Personal information
- Full name: Michael Thomas Clingly
- Date of birth: 18 April 1932
- Place of birth: Prospect, South Australia
- Date of death: 16 August 2004 (aged 72)
- Place of death: Adelaide
- Position(s): Centre half forward/back

Playing career^{1}
- Years: Club / Games (Goals)
- 1951–1959: West Torrens / 156 (219)
- ^{1} Playing statistics correct to the end of 1959.

= Mick Clingly =

Australian rules footballer and cricketer

Michael Thomas Clingly (18 April 1932 – 16 August 2004) was an Australian rules footballer who played for West Torrens in the South Australian National Football League (SANFL). He also represented South Australia at Sheffield Shield cricket.

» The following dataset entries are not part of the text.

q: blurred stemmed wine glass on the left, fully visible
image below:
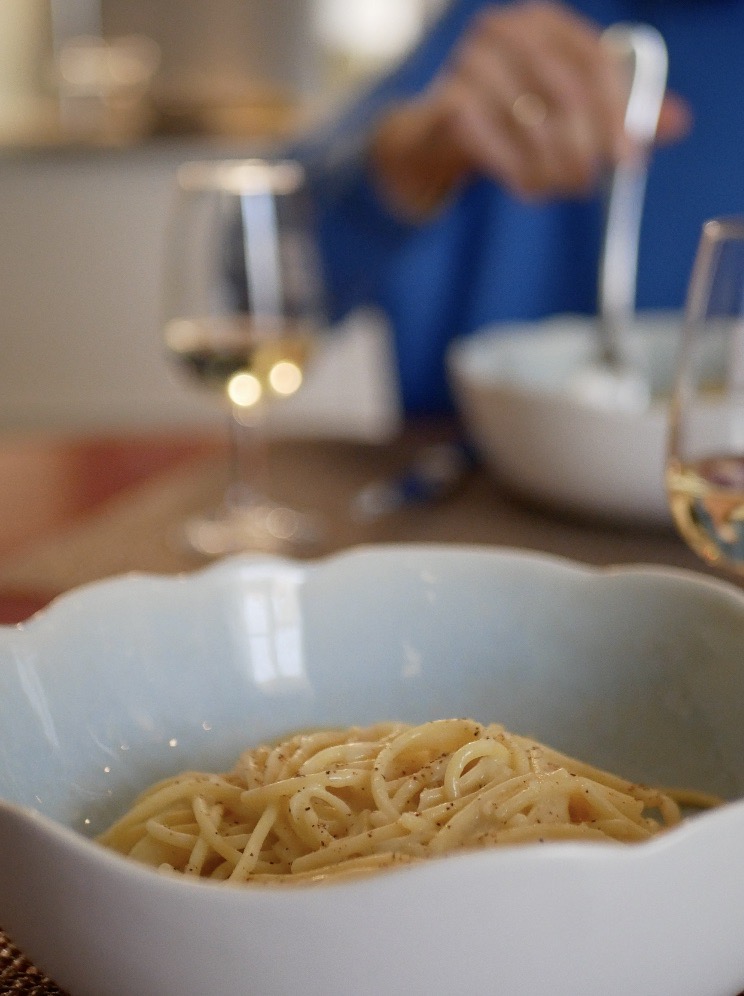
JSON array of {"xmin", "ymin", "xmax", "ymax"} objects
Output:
[{"xmin": 164, "ymin": 159, "xmax": 326, "ymax": 557}]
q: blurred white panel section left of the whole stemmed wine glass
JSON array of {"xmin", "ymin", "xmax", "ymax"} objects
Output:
[{"xmin": 0, "ymin": 148, "xmax": 230, "ymax": 425}]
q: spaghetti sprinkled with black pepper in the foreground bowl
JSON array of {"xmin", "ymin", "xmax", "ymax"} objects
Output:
[{"xmin": 99, "ymin": 719, "xmax": 717, "ymax": 882}]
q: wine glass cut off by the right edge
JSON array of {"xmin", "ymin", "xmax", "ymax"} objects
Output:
[{"xmin": 666, "ymin": 217, "xmax": 744, "ymax": 574}]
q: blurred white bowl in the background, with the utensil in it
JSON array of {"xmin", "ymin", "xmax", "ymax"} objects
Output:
[{"xmin": 448, "ymin": 312, "xmax": 681, "ymax": 525}]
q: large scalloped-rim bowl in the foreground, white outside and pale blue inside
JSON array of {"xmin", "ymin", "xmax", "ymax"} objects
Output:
[{"xmin": 0, "ymin": 545, "xmax": 744, "ymax": 996}]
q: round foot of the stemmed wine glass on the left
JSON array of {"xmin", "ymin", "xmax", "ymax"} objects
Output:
[{"xmin": 180, "ymin": 501, "xmax": 324, "ymax": 557}]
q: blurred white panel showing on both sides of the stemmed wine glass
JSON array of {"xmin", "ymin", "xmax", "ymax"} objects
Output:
[{"xmin": 0, "ymin": 141, "xmax": 398, "ymax": 438}]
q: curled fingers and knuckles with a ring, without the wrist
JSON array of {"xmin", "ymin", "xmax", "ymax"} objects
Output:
[{"xmin": 432, "ymin": 2, "xmax": 656, "ymax": 198}]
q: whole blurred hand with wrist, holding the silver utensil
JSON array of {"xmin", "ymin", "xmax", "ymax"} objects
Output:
[{"xmin": 371, "ymin": 0, "xmax": 690, "ymax": 218}]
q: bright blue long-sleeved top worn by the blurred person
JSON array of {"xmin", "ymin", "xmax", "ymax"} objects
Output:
[{"xmin": 300, "ymin": 0, "xmax": 744, "ymax": 413}]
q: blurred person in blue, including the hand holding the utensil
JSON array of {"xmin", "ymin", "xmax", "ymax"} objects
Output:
[{"xmin": 293, "ymin": 0, "xmax": 744, "ymax": 413}]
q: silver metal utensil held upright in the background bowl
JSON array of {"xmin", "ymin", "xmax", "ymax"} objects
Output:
[{"xmin": 569, "ymin": 24, "xmax": 667, "ymax": 411}]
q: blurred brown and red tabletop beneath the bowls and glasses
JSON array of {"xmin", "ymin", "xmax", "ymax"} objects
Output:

Clingly played mainly at either centre half forward or centre half back. He was West Torrens's leading goal-kicker three times during his career and was voted best afield from the back pocket in their 1953 premiership team. In a game against Glenelg, in 1956, Clingly kicked 12 goals and became the last player in the league to use the place kick.

His five first-class cricket matches for South Australia were spent as a left-arm medium-pacer. He took nine wickets at 54.33 with a best of 3 for 15 against Queensland at the Adelaide Oval.

On 16 August 2004, Clingly died after suffering a heart attack.